63- Le bord émotionnel

30/11/2024

Pourquoi je pleure ?  A cause d'un bord émotionnel.

Aujourd'hui, la curiosité m'a amenée à me rendre à une 

conférence sur la psychanalyse et l'autisme. 


1) Découvertes de similitudes entre autistes et HPE

J'ai eu envie d'assister à une conférence sur la psychanalyse et l'autisme aujourd'hui. Je l'ai trouvé intéressante, bien que j'aurais souhaité que le conférencier parle un peu plus et lise un peu moins. Mais je comprends qu'il ait choisi de s'appuyer sur un discour bien structuré pour être certain d'aborder tous les points importants et de ne rien omettre.

Le thème central m'a intéressée. 

Je ne souffre pas d'autisme, mais j'éprouve certains symptômes semblables, à cause, je suppose, de mon potentiel émotionnel. Par exemple, ma perception des détails s'avère aussi fine que celle d'un Asperger, mais c'est tout : je suis loin de posséder leur QI, même si le mien dépasse la norme. J'ai réalisé avec étonnement que ma nature candide, qui m'a toujours caractérisée, me pousse à accepter les propos des autres sans soupçonner la possibilité d'un mensonge de leur part. Ils le font juste pour se moquer de me voir les croire, ou parce qu'ils me manipulent pour me blesser. Cela continue de me surprendre, car lorsque je rencontre quelqu'un, je ne pense pas systématiquement qu'il est potentiellement quelqu'un qui peut devenir bête et méchant, mais je maitrise mieux cette situation. Quand j'exprime des vérités qui semblent inoffensives, elles suscitent souvent de l'irritation. Mentir pour ne pas déranger est très difficile pour moi.

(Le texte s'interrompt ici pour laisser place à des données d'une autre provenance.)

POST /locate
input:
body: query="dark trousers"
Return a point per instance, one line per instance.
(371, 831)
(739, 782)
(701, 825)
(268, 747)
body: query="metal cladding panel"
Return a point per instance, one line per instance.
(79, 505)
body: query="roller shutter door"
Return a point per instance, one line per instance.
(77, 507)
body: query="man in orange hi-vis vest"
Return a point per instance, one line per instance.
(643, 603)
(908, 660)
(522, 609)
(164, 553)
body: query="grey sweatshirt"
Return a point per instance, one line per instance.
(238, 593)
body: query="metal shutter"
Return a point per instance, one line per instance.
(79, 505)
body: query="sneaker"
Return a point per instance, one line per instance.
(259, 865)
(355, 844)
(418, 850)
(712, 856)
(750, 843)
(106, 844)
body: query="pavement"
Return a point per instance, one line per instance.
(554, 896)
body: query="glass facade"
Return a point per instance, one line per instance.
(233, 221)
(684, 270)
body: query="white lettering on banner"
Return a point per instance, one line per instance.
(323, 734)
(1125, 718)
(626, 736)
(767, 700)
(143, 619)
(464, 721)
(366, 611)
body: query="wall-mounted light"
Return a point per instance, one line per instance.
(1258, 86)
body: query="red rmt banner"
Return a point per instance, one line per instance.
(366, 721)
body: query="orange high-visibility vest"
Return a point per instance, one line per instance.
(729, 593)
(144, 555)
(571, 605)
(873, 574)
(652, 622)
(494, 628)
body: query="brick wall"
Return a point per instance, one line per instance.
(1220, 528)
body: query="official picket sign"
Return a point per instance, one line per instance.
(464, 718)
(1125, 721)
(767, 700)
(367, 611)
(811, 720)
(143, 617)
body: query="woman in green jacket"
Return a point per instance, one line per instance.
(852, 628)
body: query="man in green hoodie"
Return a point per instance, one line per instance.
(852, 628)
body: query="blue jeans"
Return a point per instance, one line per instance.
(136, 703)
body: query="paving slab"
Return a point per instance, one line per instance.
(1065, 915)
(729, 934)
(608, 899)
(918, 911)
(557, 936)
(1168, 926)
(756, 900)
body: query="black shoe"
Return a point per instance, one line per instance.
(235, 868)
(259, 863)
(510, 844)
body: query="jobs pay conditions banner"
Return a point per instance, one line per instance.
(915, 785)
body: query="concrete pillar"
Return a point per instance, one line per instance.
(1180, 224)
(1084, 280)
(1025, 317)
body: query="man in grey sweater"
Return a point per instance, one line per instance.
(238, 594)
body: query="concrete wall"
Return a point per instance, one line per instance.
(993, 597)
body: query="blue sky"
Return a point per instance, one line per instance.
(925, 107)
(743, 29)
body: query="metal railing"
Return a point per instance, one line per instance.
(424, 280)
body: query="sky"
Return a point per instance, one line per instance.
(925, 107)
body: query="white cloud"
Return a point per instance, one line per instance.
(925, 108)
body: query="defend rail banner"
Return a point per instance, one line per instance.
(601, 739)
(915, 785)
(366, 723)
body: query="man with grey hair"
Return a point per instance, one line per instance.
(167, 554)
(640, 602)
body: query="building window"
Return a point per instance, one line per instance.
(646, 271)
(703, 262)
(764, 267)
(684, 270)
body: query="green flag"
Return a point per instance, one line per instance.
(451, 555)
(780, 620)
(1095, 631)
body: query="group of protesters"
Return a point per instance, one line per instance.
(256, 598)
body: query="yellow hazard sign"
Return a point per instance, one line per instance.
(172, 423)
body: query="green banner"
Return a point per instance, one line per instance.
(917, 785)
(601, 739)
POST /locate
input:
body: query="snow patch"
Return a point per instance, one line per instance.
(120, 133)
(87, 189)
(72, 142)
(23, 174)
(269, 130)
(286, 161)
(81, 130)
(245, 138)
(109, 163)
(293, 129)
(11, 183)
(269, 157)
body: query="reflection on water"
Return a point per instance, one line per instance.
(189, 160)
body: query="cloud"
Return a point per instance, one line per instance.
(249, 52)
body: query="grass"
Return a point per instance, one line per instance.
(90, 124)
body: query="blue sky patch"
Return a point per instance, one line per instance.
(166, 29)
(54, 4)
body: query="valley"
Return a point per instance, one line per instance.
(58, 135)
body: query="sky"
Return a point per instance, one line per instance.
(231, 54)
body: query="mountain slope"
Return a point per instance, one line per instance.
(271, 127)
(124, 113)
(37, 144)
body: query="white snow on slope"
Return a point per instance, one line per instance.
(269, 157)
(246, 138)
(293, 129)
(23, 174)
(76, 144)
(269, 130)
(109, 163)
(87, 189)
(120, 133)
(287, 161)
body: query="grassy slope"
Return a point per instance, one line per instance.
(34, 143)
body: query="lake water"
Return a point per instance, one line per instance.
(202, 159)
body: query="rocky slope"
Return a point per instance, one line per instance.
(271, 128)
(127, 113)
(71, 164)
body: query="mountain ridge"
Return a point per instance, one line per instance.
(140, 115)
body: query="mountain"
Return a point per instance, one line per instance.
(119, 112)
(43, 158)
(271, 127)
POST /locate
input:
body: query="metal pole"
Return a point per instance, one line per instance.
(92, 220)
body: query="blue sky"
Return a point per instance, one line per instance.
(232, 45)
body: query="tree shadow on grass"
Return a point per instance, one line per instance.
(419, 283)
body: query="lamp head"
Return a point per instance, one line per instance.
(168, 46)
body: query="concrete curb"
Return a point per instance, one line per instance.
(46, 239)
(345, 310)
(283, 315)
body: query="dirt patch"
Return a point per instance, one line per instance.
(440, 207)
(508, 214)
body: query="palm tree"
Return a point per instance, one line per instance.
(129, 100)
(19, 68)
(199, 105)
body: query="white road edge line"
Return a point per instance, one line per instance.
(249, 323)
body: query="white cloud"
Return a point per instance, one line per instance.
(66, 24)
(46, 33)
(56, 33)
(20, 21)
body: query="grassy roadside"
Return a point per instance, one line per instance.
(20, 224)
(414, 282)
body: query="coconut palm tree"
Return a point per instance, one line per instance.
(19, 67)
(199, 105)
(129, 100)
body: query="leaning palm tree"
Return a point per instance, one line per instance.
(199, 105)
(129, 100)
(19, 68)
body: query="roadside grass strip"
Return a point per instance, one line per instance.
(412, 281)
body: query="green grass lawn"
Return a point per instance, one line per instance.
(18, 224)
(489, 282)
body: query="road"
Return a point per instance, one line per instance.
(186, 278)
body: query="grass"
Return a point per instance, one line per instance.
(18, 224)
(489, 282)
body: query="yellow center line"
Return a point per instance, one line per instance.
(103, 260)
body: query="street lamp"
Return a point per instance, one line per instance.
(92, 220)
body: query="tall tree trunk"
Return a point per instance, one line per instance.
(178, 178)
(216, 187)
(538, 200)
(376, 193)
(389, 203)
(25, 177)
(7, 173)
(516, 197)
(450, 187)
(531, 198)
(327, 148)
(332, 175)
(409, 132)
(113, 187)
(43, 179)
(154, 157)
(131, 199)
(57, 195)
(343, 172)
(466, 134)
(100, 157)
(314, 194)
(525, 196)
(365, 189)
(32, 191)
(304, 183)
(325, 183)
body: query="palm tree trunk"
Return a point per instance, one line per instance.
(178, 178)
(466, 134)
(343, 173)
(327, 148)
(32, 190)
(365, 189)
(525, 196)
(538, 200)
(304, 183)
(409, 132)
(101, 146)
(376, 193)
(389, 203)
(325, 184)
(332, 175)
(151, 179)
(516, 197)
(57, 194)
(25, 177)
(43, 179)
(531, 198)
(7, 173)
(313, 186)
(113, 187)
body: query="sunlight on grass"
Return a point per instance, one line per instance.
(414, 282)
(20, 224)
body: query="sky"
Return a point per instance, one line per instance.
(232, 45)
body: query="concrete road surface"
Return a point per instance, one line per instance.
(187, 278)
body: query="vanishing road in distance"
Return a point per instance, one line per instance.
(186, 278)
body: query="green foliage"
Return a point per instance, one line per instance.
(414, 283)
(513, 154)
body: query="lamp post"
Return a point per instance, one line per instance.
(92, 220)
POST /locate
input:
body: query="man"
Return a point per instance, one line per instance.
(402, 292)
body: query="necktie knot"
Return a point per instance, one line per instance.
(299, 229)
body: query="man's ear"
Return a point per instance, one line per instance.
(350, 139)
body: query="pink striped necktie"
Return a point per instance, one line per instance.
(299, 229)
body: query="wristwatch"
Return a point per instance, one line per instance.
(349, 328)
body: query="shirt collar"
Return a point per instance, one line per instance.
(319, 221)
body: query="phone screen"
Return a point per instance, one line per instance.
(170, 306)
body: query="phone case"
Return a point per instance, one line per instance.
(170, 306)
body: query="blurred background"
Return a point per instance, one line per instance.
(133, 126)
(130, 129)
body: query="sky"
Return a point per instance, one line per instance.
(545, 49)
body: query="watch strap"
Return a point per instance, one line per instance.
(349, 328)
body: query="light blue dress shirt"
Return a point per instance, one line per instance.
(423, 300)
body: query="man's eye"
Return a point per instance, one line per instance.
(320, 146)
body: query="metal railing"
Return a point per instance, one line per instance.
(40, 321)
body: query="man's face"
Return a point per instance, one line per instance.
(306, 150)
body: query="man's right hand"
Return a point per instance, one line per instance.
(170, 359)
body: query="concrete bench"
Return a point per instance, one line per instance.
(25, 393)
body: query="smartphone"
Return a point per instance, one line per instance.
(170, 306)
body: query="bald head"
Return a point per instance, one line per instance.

J'ai rapidement compris qu'éviter l'écholalie était nécessaire, le jour où j'ai reçu une gifle pour avoir répété le mot « connasse » à une parente qui venait juste de m'insulter du même nom. De mon côté, je n'en avais pas le même droit. Alors, je me suis contentée d'imiter les animaux, mais là encore, j'ai réalisé que, si quelqu'un devait en être témoin, cela pouvait me valoir des moqueries. De ce fait, si je dois répéter les miaulements de mon chat, je préfère être seule avec ou, si je le fais, devant des gens qui sont très gentils et non dans le jugement.

Habituellement, lorsque j'écoute parler les gens à la radio ou à la télévision, leur voix ne me pose pas de problème. En revanche, dans la vie de tous les jours, certaines personnes ont une voix très criarde, trop aigüe pour mes oreilles.

Je vais maintenant expliquer pourquoi j'ai pleuré. Certaines personnes peuvent trouver cela stupide ou ridicule, mais l'avantage d'un blog, c'est que je n'aurai pas à les entendre.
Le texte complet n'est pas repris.